ART | EVENEMENT

Terraforming

26 Mai - 26 Mai 2007

Stéphane Sautour allie une virtuosité plastique certaine, à une implacable connaissance de l’image et de ses mécanismes de fonctionnement. Son travail construit un univers inquiétant qui place le spectateur dans un entre-deux indéfinissable.

Terraforming de Stéphane Sautour

Stéphane Sautour allie une virtuosité plastique certaine, à une implacable connaissance de l’image et de ses mécanismes de fonctionnement. Son travail construit un univers inquiétant qui place le spectateur dans un entre-deux indéfinissable. Influencé par la pensée de Bernard Stiegler, Isabelle Stengers ou encore Bernadette Bensaude-Vincent, il pose les jalons d’une réflexion critique sur la place de l’Homme dans l’univers technologique. «Terraforming» est la première exposition personnelle de l’artiste dans un centre d’art contemporain d’Ile-de-France. Le titre de l’exposition est la traduction anglaise de la «terraformation», processus d’ingénierie planétaire visant à améliorer les conditions d’apparition de la vie sur les planètes extraterrestres dans l’optique utopiste d’en rendre certaines habitables par l’Homme. Infiltration. Contamination. Hybridation.

Stéphane Sautour évide les formes, désinvestit l’intime, mais réinjecte de l’affect dans l’automatisme, brouillant tous les repères. En 2001, il réalise entre autres, Go, jeu de stratégie sur ordinateur dont le spectateur devient un pion en pénétrant dans l’espace d’exposition, et Tank, CD-Rom permettant de constituer des lettres de motivation à partir d’un simple clic de souris. Fight Club (2002) est emblématique de ces allers-retours, entre robotisation et humanisation. Deux robots-chiens Aibo de Sony, programmés pour s’entrechoquer, semblent se livrer un combat sans merci ; de temps en temps, perdant de vue leur cible, ils s’arrêtent. Bien que l’affrontement soit en réalité purement mécanique, le spectateur ne peut s’empêcher de projeter des interprétations anthropomorphistes.

Pour l’Ecole municipale des beaux-arts/galerie Edouard Manet, Stéphane Sautour prépare plusieurs projets inédits dont Idoru, ensemble de pièces construisant une étrange fiction. Concue pour l’espace de la galerie, une réduction en marqueterie du Northtrop B-2 Spirit, célèbre avion furtif américain, s’extrait du sol en parquet dont elle a pris l’apparence. Le bombardier, figure d’une extrême sophistication de l’armement, revêt ici un caractère extrêmement précieux. Dans le même temps, et selon le principe du bio-mimétisme utilisé dans l’industrie, il se charge d’une certaine organicité due au matériau utilisé – le bois –, ainsi qu’au voisinage des aquarelles où il apparaît comme une méduse, ou une sole tapie dans les fonds sous-marins.

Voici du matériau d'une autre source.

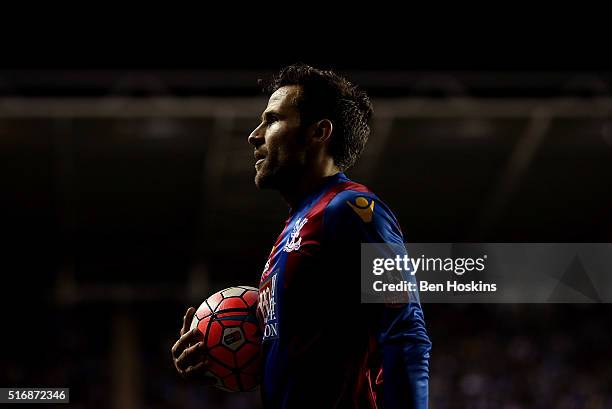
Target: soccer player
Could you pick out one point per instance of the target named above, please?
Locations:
(322, 348)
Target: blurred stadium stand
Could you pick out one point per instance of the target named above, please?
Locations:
(129, 195)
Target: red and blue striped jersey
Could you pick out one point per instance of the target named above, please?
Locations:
(323, 348)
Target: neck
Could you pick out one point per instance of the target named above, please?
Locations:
(299, 188)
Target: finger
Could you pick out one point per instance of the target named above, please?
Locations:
(184, 341)
(190, 356)
(187, 320)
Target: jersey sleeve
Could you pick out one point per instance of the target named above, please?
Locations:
(350, 219)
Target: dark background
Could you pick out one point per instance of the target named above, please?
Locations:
(128, 195)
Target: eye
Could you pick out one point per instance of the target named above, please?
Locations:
(271, 118)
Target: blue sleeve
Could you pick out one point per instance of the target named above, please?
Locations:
(400, 329)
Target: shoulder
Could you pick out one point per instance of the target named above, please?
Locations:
(356, 208)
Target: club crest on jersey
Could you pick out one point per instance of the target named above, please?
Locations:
(364, 208)
(295, 240)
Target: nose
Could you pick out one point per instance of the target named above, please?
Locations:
(256, 137)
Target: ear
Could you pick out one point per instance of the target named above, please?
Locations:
(322, 130)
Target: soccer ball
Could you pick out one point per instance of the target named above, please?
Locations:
(228, 322)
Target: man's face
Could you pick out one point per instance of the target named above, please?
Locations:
(279, 143)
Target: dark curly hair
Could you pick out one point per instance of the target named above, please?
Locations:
(326, 95)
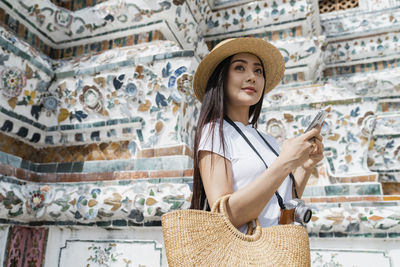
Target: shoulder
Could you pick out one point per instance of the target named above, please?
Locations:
(213, 129)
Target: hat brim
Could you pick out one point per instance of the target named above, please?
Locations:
(271, 58)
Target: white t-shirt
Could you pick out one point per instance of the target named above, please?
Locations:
(246, 165)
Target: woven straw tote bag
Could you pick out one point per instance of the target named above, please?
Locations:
(202, 238)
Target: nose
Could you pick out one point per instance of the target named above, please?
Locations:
(251, 77)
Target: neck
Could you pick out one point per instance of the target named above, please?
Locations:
(239, 114)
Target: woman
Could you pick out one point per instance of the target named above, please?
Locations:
(231, 82)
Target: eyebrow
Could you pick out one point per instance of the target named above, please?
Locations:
(244, 61)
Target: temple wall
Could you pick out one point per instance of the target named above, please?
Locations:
(97, 119)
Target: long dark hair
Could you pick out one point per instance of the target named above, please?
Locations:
(212, 111)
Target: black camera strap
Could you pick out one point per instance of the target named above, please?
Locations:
(280, 200)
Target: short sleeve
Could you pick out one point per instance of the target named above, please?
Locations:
(211, 141)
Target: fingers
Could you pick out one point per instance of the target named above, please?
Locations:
(312, 133)
(318, 147)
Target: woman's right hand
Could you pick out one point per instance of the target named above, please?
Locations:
(297, 150)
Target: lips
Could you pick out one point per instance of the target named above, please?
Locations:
(249, 89)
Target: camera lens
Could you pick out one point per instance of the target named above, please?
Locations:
(307, 216)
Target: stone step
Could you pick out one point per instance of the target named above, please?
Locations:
(344, 189)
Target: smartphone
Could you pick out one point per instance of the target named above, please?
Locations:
(318, 120)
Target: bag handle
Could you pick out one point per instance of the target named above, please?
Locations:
(253, 233)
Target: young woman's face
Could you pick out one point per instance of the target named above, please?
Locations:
(245, 80)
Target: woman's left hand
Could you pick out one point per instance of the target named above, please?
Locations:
(316, 155)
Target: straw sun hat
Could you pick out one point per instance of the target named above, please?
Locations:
(272, 60)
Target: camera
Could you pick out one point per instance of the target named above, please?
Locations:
(295, 212)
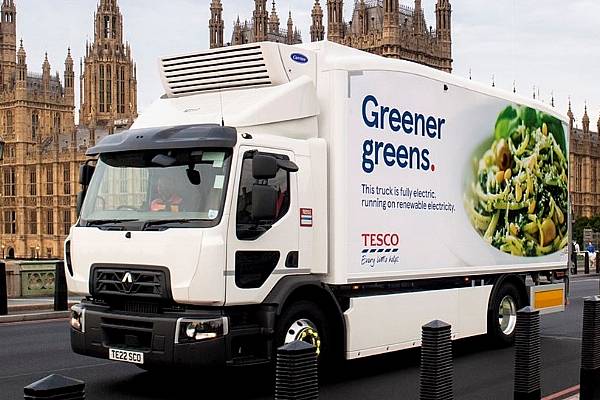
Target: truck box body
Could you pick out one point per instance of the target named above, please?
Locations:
(415, 195)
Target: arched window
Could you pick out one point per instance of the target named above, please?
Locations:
(56, 126)
(35, 125)
(8, 128)
(107, 29)
(101, 87)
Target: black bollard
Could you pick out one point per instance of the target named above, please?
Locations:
(3, 290)
(528, 361)
(55, 387)
(587, 263)
(437, 372)
(296, 372)
(590, 350)
(61, 297)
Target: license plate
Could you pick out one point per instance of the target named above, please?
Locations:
(125, 355)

Les séries d’aquarelles exposées parallèlement esquissent le synopsis d’un énigmatique récit. Les images se donnent comme des fragments indiciels d’un storyboard inachevé. Le récit demeure ouvert, la combinatoire cède la place à l’imagination. Ici, un containeur, là une constellation. L’intérieur d’un cockpit, un objet qui implose. Sombres et lumineuses à la fois, ces aquarelles nous plongent dans l’univers de la traque et du secret où les visages humains sont gommés, et la machine omniprésente. Le titre Idoru renvoie quant à lui au roman cyberpunk éponyme de William Gibson (1996) où, dans un Tokyo post-apocalyptique, le chanteur d’un groupe de Rock ultra populaire défraye la chronique en épousant une créature totalement virtuelle prénommée Idoru.

L’installation Mood clôt le parcours. Une cloison de verre transparent empêche l’accès à la dernière salle de l’exposition. Lorsque le visiteur s’en approche et souffle dessus, le mot «murderer» («assassin» en Anglais) apparaît furtivement sur la vitre, puis disparaît. Totalement invisible à l’oeil nu, l’inscription se révèle grâce à la réaction chimique produite par la condensation sur le verre spécialement traité. Ce seuil paradoxal et fantomatique condamne le spectateur à observer la pièce vide se charger de mystère, à mesure que la référence hitchcockienne imprègne son imagination.

Si la littérature de science-fiction croise en filigrane le cinéma fantastique et la réalité de l’armement américain, les codes sont déjoués, rejoués. La référence laisse place à la réminiscence et aux déformations inconscientes de l’esprit. Les œuvres de Stéphane Sautour soulignent l’importance de l’image dans nos comportements, ainsi que dans les projections sur lesquelles s’établissent nos interprétations des faits.

> Exposition présentée dans le cadre d’«Hospitalités».